3. Dr. Schaff e outros escritores interpretaram as palavras, “a viúva seja
eleita não tendo menos, etc”, 1Tm 5.9: uma viúva não seja eleita e ordenada com
menos de sessenta anos de idade.

4. De Tt 2.3, 4, aprendemos que se empregavam mulheres como mestras


no ensino direto pessoal da verdade cristã.

5. Plínio, poucos anos mais tarde, fala da classe de diaconisas como


exercendo, entre o seu sexo, funções análogas às dos diáconos.
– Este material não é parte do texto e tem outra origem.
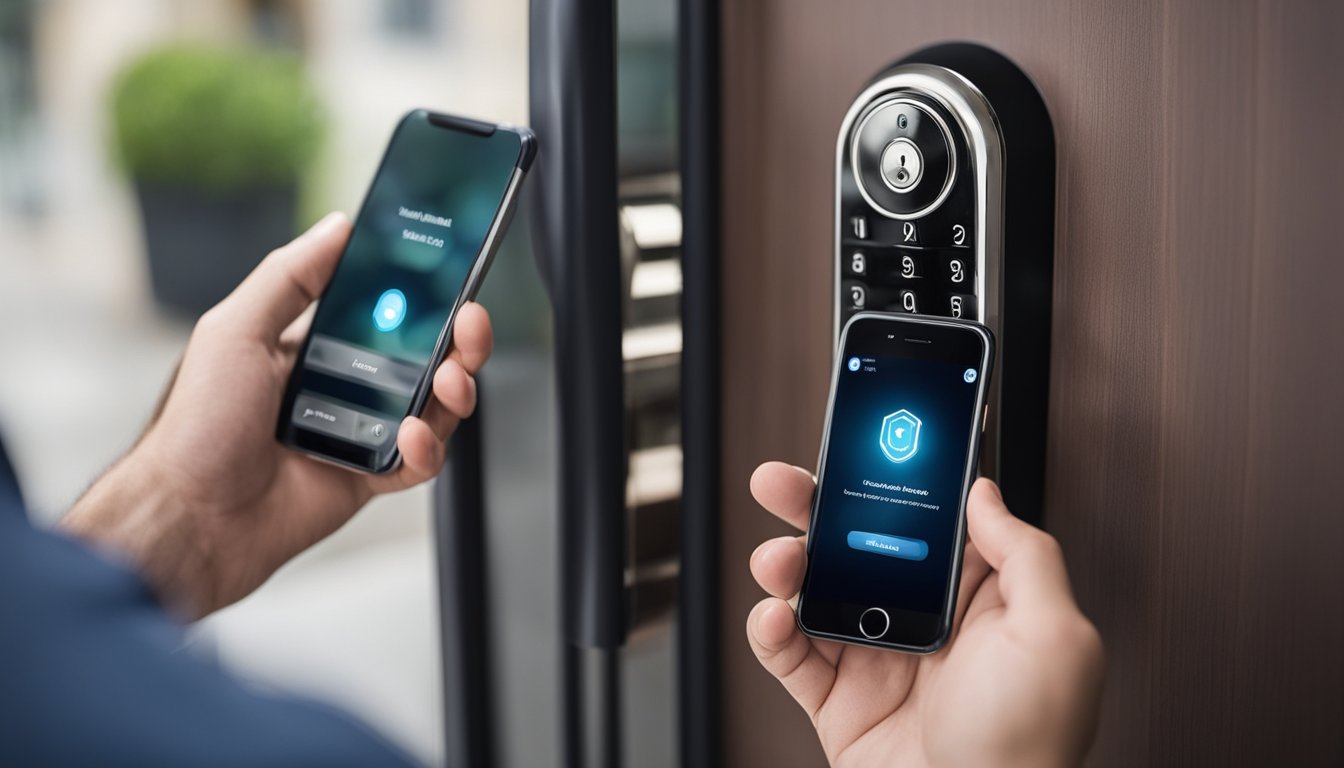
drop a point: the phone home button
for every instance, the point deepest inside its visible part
(874, 623)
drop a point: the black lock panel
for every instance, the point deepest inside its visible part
(907, 199)
(930, 221)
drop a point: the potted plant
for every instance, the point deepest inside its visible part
(215, 141)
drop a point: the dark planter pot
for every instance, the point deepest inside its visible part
(203, 244)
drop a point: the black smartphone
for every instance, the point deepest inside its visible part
(421, 245)
(898, 457)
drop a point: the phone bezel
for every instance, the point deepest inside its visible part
(941, 622)
(343, 452)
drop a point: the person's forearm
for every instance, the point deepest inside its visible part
(131, 513)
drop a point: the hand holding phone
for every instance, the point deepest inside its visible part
(422, 244)
(207, 505)
(898, 457)
(1019, 682)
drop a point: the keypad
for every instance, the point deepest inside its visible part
(911, 164)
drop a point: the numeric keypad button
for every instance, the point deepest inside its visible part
(958, 272)
(909, 266)
(961, 307)
(909, 233)
(858, 296)
(960, 236)
(858, 262)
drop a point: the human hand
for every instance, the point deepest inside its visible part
(207, 505)
(1019, 682)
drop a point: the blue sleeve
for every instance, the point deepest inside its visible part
(92, 674)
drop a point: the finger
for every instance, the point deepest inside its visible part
(973, 572)
(1030, 562)
(778, 564)
(288, 280)
(473, 336)
(789, 655)
(454, 398)
(785, 491)
(984, 600)
(422, 456)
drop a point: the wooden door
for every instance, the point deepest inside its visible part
(1196, 408)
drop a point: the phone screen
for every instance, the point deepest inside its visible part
(378, 326)
(897, 464)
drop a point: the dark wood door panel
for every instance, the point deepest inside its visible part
(1195, 398)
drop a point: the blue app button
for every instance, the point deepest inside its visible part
(390, 310)
(890, 546)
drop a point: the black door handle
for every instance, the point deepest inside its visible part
(573, 112)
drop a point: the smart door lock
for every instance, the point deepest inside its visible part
(945, 193)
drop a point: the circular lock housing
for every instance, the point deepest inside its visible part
(902, 158)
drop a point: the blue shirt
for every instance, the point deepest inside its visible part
(92, 673)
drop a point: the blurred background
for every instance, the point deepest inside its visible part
(132, 137)
(153, 151)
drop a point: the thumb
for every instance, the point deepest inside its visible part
(288, 280)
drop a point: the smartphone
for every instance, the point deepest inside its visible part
(898, 457)
(421, 245)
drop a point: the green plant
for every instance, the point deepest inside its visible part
(215, 119)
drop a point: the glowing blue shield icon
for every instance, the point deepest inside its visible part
(390, 310)
(899, 436)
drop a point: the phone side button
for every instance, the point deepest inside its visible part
(874, 623)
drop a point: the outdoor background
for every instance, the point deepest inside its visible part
(88, 349)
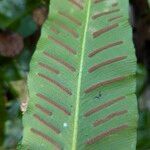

A história da primitiva Igreja cristã confirma esta esserção, e ajunta,


também, que as mulheres batizavam.

Honras assinaladas são registradas da devoção de mulheres a Cristo e a sua


causa. Mt 26.6-13; Mc 12.41-44; Lc 10.38-42. Ela foi a primeira a pregar a vinda
real do Messias prometido, tanto aos judeus como aos samaritanos. Lc 2.36-38; Jo
4.28, etc; e primeira a pregar o Salvador ressuscitado a seus discípulos duvidosos.
Mt 29.7-9, 17.

“Não foi a ela, que, traidora, o Salvador beijou; Lc 22.47, 48.


Não foi ela que, com língua ímpia, ao mestre negou; Mt 26.69-75.
Onde recua o apóstolo, ela o perigo arrosta; Mt 26.56.
Última a deixar a cruz, e a primeira ao sepulcro”. Mt 27.55, 56; 28.1.